Почему-то после последних своих слов старый Садулла и все другие тоже молча уставились в мать мою. Она посмотрела на Бихина, потом медленно перенесла свой взор на старого Садуллу.
– Да… – сказала она почти шепотом. – Достойный сын достойной матери. Мир их праху!
– Мир их праху! – повторили все.
Крутые волны потока с неистовым шумом бились о скалу, на которой с давно уже погасшими бойницами стоит башня Хазби. Вокруг нее каким то чудом держатся на голых скалах дубы с крепкими стволами и короткими ветвями почти без листьев. Дубы эти своими ветвями тянутся к древней башне, как будто пытаются поддержать ее и защитить от потока, подтачивающего скалу. Они держались не столько за почву, сколько друг за друга. В этом была их сила, которую не могли сокрушить ни горные бури-уады, ни лавины, никакие испытания. Более того. Сама почва спасалась от разрушения, благодаря этим корням. Тогда я спросил мать:
– Откуда эти корни берут силу? Не могут же они из голого камня черпать ее.
– Бог дает, – ответила она.
Сухие корни трещали в костре, у которого мы сидели, но я думал тогда о живых корнях, окружавших нас ветвистых, мощных чинар, всего огромного леса, разросшегося по склонам гор Северной Осетии. Из темных недр ночного леса веяло бодрящим холодом покоя.

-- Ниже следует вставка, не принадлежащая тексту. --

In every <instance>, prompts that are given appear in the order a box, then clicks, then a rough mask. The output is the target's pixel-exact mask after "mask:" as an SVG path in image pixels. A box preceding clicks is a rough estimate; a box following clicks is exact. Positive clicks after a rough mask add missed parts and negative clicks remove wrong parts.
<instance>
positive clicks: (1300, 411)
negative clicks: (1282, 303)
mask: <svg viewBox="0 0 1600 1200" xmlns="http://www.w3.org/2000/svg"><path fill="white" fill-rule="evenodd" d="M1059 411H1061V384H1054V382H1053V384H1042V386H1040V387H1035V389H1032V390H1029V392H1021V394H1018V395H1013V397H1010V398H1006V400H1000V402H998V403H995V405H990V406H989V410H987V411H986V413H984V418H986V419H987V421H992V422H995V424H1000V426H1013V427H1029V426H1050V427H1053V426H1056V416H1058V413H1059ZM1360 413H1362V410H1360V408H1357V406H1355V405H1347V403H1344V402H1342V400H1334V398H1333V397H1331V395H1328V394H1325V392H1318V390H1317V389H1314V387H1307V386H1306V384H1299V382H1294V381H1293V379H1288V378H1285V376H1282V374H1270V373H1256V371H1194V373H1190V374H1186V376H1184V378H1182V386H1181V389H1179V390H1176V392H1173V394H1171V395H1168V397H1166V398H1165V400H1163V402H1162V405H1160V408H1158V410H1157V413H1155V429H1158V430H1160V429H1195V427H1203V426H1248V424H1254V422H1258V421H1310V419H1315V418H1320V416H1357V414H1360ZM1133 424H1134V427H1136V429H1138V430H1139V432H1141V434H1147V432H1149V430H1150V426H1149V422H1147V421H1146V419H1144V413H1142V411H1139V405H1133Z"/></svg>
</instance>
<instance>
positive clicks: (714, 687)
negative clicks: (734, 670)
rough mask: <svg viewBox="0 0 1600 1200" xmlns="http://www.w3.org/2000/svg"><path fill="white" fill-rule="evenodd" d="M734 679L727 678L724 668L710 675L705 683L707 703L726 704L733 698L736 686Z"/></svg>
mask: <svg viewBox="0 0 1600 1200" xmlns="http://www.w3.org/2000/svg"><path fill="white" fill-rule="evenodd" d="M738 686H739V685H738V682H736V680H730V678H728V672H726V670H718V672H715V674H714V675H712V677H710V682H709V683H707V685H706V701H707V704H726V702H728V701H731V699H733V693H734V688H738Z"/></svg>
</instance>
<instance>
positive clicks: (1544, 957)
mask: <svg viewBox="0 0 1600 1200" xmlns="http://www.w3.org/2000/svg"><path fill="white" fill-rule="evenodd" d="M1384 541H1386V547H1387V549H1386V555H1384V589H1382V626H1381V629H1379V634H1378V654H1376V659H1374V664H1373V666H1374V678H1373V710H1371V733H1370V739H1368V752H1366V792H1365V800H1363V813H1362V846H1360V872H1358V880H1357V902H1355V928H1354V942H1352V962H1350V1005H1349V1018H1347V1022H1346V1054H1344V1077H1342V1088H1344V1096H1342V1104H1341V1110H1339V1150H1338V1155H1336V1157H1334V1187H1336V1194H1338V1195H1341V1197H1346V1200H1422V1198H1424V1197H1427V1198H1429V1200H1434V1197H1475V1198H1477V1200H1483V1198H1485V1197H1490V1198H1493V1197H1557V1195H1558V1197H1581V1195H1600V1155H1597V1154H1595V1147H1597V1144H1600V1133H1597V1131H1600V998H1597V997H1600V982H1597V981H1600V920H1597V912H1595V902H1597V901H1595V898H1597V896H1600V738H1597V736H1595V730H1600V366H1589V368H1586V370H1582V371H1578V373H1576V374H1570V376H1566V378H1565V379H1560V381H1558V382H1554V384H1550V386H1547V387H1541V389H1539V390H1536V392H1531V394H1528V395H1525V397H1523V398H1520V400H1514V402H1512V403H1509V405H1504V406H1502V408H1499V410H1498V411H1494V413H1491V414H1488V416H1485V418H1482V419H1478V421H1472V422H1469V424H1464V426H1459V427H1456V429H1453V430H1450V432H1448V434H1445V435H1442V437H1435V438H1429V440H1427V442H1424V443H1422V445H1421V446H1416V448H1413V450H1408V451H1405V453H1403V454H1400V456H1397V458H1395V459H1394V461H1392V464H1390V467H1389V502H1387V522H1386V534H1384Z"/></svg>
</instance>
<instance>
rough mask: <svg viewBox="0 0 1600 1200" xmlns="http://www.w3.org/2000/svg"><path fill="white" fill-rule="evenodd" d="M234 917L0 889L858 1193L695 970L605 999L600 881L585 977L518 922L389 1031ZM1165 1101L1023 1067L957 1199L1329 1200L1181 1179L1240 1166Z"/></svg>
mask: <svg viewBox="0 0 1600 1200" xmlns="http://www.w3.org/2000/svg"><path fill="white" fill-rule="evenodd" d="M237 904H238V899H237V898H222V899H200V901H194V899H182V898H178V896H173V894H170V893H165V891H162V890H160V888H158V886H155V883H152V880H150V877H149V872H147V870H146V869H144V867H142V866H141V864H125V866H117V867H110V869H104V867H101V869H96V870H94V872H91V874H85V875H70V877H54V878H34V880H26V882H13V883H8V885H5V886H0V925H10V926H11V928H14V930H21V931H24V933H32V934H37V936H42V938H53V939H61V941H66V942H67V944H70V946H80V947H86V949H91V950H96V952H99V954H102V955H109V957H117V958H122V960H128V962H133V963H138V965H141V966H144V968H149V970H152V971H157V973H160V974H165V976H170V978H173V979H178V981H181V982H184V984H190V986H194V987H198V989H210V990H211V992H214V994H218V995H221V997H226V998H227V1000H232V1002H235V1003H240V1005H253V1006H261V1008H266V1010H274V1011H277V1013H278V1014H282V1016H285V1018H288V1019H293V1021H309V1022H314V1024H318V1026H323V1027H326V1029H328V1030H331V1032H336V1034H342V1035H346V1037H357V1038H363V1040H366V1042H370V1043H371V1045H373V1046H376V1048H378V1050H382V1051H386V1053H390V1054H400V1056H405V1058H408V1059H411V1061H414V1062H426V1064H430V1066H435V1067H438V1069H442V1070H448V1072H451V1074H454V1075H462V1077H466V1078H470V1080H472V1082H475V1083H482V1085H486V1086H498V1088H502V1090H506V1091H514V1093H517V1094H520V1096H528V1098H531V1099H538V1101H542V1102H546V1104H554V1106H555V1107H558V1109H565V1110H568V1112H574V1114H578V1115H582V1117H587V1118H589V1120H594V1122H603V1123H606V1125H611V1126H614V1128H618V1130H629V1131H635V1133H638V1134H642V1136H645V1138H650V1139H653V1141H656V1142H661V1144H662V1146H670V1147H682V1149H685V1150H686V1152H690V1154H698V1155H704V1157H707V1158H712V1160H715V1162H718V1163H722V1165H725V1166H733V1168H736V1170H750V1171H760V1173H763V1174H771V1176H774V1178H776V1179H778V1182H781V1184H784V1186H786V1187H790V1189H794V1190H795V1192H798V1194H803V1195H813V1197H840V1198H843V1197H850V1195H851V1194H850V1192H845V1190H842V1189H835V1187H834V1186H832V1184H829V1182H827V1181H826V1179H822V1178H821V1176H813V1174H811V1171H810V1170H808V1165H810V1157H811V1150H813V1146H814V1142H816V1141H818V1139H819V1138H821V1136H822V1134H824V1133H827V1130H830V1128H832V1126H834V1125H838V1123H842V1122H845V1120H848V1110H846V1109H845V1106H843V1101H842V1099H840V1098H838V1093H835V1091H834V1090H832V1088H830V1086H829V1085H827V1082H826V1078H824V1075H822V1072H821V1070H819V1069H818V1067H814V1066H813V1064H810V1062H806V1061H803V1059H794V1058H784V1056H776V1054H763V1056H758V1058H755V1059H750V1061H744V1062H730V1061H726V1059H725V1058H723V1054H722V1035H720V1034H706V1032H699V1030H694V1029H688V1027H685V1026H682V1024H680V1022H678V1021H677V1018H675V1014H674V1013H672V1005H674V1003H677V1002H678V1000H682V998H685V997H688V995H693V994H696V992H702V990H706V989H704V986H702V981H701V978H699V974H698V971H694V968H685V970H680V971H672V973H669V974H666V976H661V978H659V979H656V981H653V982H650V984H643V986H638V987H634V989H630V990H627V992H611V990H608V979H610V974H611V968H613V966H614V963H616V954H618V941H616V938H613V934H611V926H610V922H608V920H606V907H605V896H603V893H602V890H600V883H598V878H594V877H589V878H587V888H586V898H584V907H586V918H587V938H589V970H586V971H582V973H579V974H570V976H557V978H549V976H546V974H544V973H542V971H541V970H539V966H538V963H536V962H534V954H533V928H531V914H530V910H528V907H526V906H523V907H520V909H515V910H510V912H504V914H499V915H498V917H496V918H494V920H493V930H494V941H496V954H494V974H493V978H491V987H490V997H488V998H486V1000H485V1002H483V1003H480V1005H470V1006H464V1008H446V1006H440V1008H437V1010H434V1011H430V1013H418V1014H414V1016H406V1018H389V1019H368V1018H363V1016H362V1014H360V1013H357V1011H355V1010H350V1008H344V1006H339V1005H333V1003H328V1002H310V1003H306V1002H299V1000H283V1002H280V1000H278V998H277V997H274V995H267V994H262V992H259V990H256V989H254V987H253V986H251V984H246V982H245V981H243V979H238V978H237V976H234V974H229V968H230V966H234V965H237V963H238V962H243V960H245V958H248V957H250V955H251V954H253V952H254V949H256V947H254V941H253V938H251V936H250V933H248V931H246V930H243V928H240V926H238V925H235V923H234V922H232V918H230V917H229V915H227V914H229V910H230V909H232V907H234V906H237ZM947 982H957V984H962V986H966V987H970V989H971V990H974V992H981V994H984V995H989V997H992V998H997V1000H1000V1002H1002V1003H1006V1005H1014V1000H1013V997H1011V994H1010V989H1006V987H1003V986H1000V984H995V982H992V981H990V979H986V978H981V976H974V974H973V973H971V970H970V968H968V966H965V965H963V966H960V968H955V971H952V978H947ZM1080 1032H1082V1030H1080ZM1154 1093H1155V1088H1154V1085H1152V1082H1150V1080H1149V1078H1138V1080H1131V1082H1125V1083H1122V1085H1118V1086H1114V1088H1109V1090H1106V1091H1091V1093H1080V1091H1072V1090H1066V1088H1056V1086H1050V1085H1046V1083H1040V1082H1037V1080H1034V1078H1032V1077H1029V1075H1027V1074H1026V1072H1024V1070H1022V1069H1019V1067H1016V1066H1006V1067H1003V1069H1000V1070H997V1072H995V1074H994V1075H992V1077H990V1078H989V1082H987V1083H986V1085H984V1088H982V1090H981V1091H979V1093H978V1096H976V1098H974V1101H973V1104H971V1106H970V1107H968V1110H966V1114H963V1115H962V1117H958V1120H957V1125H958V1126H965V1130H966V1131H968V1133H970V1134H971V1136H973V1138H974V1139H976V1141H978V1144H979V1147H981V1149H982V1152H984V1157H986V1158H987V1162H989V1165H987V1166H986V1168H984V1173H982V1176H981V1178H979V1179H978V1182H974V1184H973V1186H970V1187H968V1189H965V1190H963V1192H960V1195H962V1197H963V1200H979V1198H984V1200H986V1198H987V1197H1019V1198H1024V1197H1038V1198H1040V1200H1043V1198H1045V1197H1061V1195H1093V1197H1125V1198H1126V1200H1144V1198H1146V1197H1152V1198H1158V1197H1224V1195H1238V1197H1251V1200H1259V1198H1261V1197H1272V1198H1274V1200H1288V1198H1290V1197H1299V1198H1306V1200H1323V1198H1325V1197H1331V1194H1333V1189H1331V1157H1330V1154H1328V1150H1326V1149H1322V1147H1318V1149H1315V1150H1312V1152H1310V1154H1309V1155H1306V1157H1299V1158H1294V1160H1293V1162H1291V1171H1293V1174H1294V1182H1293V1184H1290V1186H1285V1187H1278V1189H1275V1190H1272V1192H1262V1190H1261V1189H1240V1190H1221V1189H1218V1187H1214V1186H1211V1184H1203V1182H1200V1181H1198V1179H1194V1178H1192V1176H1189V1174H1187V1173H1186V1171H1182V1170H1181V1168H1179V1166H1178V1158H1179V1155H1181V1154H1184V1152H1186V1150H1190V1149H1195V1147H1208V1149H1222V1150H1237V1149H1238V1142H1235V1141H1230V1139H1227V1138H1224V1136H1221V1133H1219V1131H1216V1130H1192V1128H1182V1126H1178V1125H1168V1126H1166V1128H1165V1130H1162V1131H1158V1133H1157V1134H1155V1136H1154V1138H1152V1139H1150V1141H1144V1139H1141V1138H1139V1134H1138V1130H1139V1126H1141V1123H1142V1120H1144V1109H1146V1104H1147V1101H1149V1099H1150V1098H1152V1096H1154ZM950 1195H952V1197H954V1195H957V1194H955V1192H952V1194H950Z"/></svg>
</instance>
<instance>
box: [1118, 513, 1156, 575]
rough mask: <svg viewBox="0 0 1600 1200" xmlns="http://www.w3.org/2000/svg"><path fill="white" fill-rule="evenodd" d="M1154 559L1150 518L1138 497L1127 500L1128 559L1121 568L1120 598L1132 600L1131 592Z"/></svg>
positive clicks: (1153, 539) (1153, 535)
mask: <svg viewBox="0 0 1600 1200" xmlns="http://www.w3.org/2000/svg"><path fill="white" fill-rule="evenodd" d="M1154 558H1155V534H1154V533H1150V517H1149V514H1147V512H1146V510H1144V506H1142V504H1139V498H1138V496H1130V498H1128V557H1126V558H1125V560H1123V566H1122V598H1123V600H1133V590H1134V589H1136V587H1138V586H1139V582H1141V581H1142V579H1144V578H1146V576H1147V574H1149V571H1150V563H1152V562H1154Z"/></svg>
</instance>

Я думал, что Бихин уже спит. Но когда мать закрыла свой Коран и, шепча последние слова молитвы наизусть, окинула взглядом окружающих, Бихин первый поднялся и помог матери встать. Проводив мать в поселок, находившийся неподалеку от нашей лесной стоянки на опушке леса, я снова вернулся к костру. За поздним ужином много было сказано тостов, полных народной мудрости и поэзии, но я приведу лишь тост брата, который, подняв рог араки, сказал:
– Мне хочется помянуть зайчика. – Все улыбнулись. – Он, как известно, отличается осторожностью. Вероятно, убежден, что осторожность важнее всего на свете. Не потому ли Бог дал ему такие длинные уши, чтобы каждый шорох в кустах предупреждал его о близости опасности и заставлял его жить вечной тревогой за свою шкуру. Не дай Бог быть зайцем!
Люди дружно, весело захохотали. Но Бихин, спрятав улыбку в углах тонких губ, продолжал в том же шутливом тоне:
– Заячья осторожность – это власть страха, которую хочет
внушить нам Чека, которая, вероятно, не в силах отличить
кавказских тигров от зайцев. Но я думаю, что это не дает нам
права подражать зайцам. Не так ли, друзья мои?
– Так! Так!
– Если так, то подымем тост не за зайца, а за мудрое сердце того из наших предков, который сказал: «Смелый никогда первым не берется за оружие, но он всегда опережает противника».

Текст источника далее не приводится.